Strona 1 z 3
rozkręcenie tylnego amortyzatora
: 01 kwie 2011, 17:29
autor: Lish
Witam, jak w temacie - da się? Chciałbym go rozebrać, odświeżyć, odmalować sprężynę... W serwisówce pisze, że jak się zużyje wymienić na nowe... wnioskuje, że się nie da...
Ale może ktoś rozbierał?
Pozdr
Lish
Re: rozkręcenie tylnego amortyzatora
: 01 kwie 2011, 18:50
autor: DeFi
Tylne amortyzatory są "jednorazowe". Nie naprawia się ich, ani nie regeneruje. Po porostu jak się wyrobią, to nowe kupujesz
Re: rozkręcenie tylnego amortyzatora
: 02 kwie 2011, 21:12
autor: wwitek123
Da się rozkręcic,trzeba ścisnąć sprężyne najlepiej pasami transportowymi ,następnie zsunąć taki pierścień i wyjąć takie 2 blokady które utrzymują spręzyne
Re: rozkręcenie tylnego amortyzatora
: 02 kwie 2011, 22:45
autor: mfwlkp
pewnie ze sie da... nawet jest gosc co to robi w poznaniu na junikowie...

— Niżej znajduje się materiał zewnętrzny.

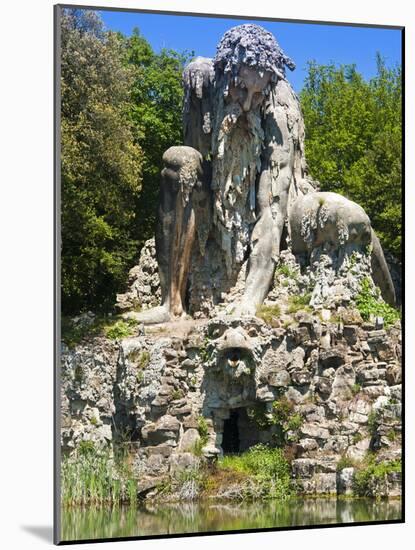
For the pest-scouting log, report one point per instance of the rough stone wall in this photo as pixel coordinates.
(344, 381)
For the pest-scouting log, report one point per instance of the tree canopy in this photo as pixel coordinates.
(120, 109)
(354, 140)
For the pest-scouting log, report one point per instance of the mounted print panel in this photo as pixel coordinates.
(229, 301)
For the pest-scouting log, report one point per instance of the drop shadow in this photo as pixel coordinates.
(43, 532)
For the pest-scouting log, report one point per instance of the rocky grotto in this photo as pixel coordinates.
(263, 311)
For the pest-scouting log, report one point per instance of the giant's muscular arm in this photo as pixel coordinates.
(272, 202)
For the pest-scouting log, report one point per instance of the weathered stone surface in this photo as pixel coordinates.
(166, 429)
(333, 358)
(334, 409)
(189, 440)
(345, 481)
(314, 430)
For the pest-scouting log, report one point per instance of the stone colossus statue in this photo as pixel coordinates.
(227, 193)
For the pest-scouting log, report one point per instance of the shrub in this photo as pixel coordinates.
(269, 314)
(91, 477)
(299, 303)
(366, 481)
(120, 329)
(203, 430)
(287, 271)
(369, 302)
(282, 416)
(268, 468)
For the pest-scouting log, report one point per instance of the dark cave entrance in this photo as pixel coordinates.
(239, 432)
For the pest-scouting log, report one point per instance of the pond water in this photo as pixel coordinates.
(92, 523)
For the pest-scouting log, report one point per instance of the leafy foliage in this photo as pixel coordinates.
(369, 302)
(268, 467)
(120, 329)
(101, 165)
(120, 110)
(92, 477)
(283, 416)
(156, 115)
(367, 480)
(354, 140)
(298, 302)
(269, 313)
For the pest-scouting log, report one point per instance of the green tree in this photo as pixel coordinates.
(156, 116)
(354, 140)
(101, 164)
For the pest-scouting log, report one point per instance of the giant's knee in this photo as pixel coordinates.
(320, 218)
(182, 164)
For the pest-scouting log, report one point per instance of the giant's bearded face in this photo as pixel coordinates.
(249, 87)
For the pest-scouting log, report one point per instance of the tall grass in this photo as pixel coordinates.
(267, 468)
(92, 477)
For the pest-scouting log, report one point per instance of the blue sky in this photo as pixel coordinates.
(300, 41)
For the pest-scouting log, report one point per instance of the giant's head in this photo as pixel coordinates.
(247, 62)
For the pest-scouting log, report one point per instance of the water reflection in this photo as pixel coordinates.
(202, 517)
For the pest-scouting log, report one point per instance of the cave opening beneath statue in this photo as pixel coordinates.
(239, 432)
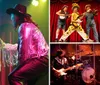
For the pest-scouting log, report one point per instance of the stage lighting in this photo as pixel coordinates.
(35, 2)
(44, 0)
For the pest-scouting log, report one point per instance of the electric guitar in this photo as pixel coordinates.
(62, 71)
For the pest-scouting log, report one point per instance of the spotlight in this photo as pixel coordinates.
(44, 0)
(35, 2)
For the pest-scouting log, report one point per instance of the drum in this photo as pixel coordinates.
(88, 75)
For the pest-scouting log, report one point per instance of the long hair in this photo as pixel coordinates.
(62, 9)
(24, 18)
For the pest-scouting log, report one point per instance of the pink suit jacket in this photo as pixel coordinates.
(31, 42)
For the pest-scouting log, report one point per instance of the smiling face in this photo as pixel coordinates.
(14, 20)
(75, 9)
(65, 9)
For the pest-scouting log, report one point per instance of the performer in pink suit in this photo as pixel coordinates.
(32, 48)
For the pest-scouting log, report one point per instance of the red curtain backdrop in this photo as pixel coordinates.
(74, 37)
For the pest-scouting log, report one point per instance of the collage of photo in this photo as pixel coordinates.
(49, 42)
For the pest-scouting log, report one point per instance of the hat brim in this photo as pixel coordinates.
(14, 11)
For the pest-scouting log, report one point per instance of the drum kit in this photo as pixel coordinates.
(87, 73)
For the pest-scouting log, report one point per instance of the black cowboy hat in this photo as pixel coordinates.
(18, 9)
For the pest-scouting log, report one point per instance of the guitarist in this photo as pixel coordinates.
(74, 26)
(63, 15)
(57, 63)
(90, 22)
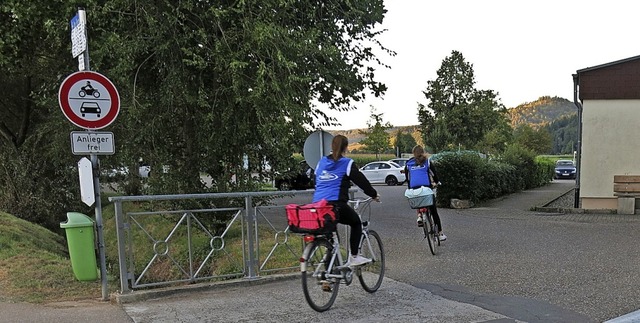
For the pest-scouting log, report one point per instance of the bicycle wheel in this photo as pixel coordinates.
(371, 274)
(319, 290)
(432, 233)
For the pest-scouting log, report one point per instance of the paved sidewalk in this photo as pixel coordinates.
(277, 298)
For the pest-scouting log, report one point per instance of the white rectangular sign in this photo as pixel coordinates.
(87, 191)
(92, 142)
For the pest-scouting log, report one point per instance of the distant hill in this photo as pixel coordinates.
(542, 112)
(557, 115)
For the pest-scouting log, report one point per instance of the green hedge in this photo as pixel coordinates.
(471, 176)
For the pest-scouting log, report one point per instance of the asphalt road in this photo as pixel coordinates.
(503, 254)
(500, 263)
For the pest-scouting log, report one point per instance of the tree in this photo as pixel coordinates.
(38, 178)
(377, 140)
(458, 115)
(202, 84)
(230, 79)
(539, 141)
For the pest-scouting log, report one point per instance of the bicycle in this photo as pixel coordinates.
(421, 203)
(429, 229)
(322, 262)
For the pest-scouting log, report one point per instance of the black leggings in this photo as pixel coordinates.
(348, 216)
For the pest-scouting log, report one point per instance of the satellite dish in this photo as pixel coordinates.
(318, 144)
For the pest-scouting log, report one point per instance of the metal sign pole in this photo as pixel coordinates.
(84, 65)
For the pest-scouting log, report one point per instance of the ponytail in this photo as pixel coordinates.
(339, 146)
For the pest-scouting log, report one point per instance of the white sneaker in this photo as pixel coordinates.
(357, 260)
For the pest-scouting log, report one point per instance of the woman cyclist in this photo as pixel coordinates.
(420, 172)
(334, 175)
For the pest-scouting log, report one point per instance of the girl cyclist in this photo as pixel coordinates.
(421, 172)
(334, 175)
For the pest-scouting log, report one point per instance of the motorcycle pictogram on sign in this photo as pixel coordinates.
(89, 100)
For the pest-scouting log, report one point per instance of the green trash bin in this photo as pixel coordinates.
(81, 242)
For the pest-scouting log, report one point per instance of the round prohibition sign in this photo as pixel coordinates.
(89, 100)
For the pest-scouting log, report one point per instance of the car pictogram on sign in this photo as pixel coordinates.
(89, 100)
(90, 107)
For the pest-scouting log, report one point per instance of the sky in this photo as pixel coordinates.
(520, 49)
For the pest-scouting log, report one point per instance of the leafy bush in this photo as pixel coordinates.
(470, 176)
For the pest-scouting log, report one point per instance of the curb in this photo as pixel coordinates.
(143, 295)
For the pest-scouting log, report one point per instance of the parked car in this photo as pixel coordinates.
(565, 169)
(384, 172)
(400, 161)
(301, 179)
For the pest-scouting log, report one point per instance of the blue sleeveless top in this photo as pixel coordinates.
(418, 174)
(329, 176)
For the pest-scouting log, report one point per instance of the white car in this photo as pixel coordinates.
(386, 172)
(400, 161)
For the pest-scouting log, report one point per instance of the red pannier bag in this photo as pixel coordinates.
(315, 218)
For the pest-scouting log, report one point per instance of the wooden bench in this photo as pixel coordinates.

Re: rozkręcenie tylnego amortyzatora
: 04 kwie 2011, 19:28
autor: Lish
Raczej chciałbym to sam zrobić, a do Poznania to mi w ogóle nie po drodze

Re: rozkręcenie tylnego amortyzatora
: 05 lut 2012, 19:56
autor: Strzelson
I jak?? Udało się zdjąć sprężyny?? Też mam zamiar je trochę odświeżyć.
Pozdr
Re: rozkręcenie tylnego amortyzatora
: 05 lut 2012, 20:03
autor: lukaszu
spawarka w ruch i można zrobić sciągacz do sprężyn szybko, tym bardziej ze tu naprężenia nie są wielkie.
niedawno wymianiałem pierwszy raz sprężynę w McPhersonie w osobówce i nie było tak strasznie...
malowanie sprężyn raczej jakąś lepszą farbą, bo pracuje.
Re: rozkręcenie tylnego amortyzatora
: 05 lut 2012, 20:55
autor: Greku_
no wlasnie, jaka farba?
Re: rozkręcenie tylnego amortyzatora
: 05 lut 2012, 22:00
autor: Lish
Strzelson pisze:I jak?? Udało się zdjąć sprężyny?? Też mam zamiar je trochę odświeżyć.
Pozdr
Ja tego nie zrobiłem bo sprzedałem kawe. Ale z Luckiem pasowałoby to zrobić w jego kawie

Re: rozkręcenie tylnego amortyzatora
: 05 lut 2012, 22:46
autor: Strzelson
Kurcze boję się za to brać bez wiedzy bo nie lubię zostawać z rozbabranym sprzętem :/
Od bidy można by to zrobić bez rozbierania, ale nie chce farbą zachlapać amorka.